Pregnancy. This is a common cause of RLS' The exact mechanism is unknown, but iron-deficiency anemia, hormonal changes and poor circulation may be culprits.
Recommended: Ferritin levels should be checked to rule out iron-deficiency anemia. No drugs to treat RLS are considered by the FDA to be completely safe during pregnancy...and symptoms usually disappear within one month of delivery.
Treating Primary RLS
Until recently, the main treatment for unexplained RLS was the Parkinson's drug levodopa (Larodopa). It is effective initially, but approximately 80% of patients experience augmentation, or a worsening of symptoms, within a few months of starting the medication.
When it helps: Levodopa is a short-acting drug that's good for patients who experience RLS episodically-on planes, for example, or a few times a week at home. Because of the high risk for augmentation, levodopa is usually taken only intermittently as needed.
New approach: Studies show that ropinirole, approved by the FDA in May 2005, can significantly improve symptoms.
Ropinirole is a dopamine agonist, a class of drugs that stimulate the brain's dopamine receptors and make dopamine work more efficiently. Dopamine agonists are currently the best treatment for RLS. Others include pramipexole (Mirapex) and pergolide (Permax).

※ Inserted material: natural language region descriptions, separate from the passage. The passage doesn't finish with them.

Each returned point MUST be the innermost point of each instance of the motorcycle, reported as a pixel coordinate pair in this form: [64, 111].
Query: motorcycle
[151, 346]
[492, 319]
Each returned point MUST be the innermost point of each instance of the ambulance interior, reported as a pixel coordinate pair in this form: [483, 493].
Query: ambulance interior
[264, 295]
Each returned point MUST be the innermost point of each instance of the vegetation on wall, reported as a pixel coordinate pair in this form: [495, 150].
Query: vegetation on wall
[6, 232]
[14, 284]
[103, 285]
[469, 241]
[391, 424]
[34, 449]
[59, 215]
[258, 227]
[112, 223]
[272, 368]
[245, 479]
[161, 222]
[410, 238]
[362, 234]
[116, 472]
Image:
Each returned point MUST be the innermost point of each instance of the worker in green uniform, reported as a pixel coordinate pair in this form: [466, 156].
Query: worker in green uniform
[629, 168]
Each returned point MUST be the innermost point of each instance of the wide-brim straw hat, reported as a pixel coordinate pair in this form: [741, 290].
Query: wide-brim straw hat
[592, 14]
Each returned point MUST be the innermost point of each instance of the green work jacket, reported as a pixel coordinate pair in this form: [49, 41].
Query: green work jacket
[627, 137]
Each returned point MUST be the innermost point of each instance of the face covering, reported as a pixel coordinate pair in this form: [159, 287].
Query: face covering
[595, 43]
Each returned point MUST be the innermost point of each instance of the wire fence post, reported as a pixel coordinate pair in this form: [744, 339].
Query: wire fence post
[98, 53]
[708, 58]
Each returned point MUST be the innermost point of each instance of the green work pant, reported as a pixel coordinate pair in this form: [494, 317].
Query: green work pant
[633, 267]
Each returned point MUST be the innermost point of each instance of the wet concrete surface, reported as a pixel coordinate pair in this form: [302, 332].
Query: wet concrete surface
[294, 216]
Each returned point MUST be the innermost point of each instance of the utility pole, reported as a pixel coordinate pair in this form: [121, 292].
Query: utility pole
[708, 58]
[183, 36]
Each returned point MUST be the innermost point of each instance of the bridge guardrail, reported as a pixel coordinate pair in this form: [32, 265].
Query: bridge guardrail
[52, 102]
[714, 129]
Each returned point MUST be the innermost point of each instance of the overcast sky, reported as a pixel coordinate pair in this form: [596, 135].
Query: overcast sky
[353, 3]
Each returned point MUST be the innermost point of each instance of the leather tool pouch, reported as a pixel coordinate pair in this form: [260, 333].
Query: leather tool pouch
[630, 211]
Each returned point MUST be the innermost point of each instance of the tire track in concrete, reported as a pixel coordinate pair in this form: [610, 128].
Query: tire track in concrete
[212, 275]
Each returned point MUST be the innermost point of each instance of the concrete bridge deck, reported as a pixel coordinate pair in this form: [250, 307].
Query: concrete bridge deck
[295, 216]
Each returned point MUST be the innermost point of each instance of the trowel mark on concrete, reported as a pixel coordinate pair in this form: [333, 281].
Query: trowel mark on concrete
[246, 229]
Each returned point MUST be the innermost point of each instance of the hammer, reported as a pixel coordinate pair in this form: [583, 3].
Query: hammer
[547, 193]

Dopamine agonists typically relieve symptoms in less than one month and are effective for more than two-thirds of RLS patients. Unlike levodopa, dopamine agonists are not associated with augmentation and appear to remain effective for as long as they're taken. They are typically well-tolerated, but side effects may include nausea, dizziness, sleepiness, fainting and low blood pressure.
Some patients don't respond to ropinirole or other dopamine agonists, or their symptoms are not severe enough to justify taking these drugs for life. Other choices...
Opioids, such as codeine and hydrocodone, relieve RLS in most patients. Because opioids can be addictive, they are recommended only for patients who need occasional relief or when symptoms aren't relieved by other treatments. Side effects include drowsiness, stomach upset and constipation.
Anticonvulsants, such as gabapentin (Neurontin), phenytoin (Dilantin) and carbamazepine (Tegretol), inhibit abnormal increases in brain activity and reduce involuntary muscle sensations. Side effects include drowsiness, headache, blurred vision, tremor and anxiety.
Sedatives, such as clonazepam (Klonopin), help patients fall asleep and make RLS symptoms less noticeable. However, it is unclear whether they directly improve RLS. Because of side effects (drowsiness and the risk of addiction), these drugs are usually used for patients who need occasional relief or who don't respond to other treatments.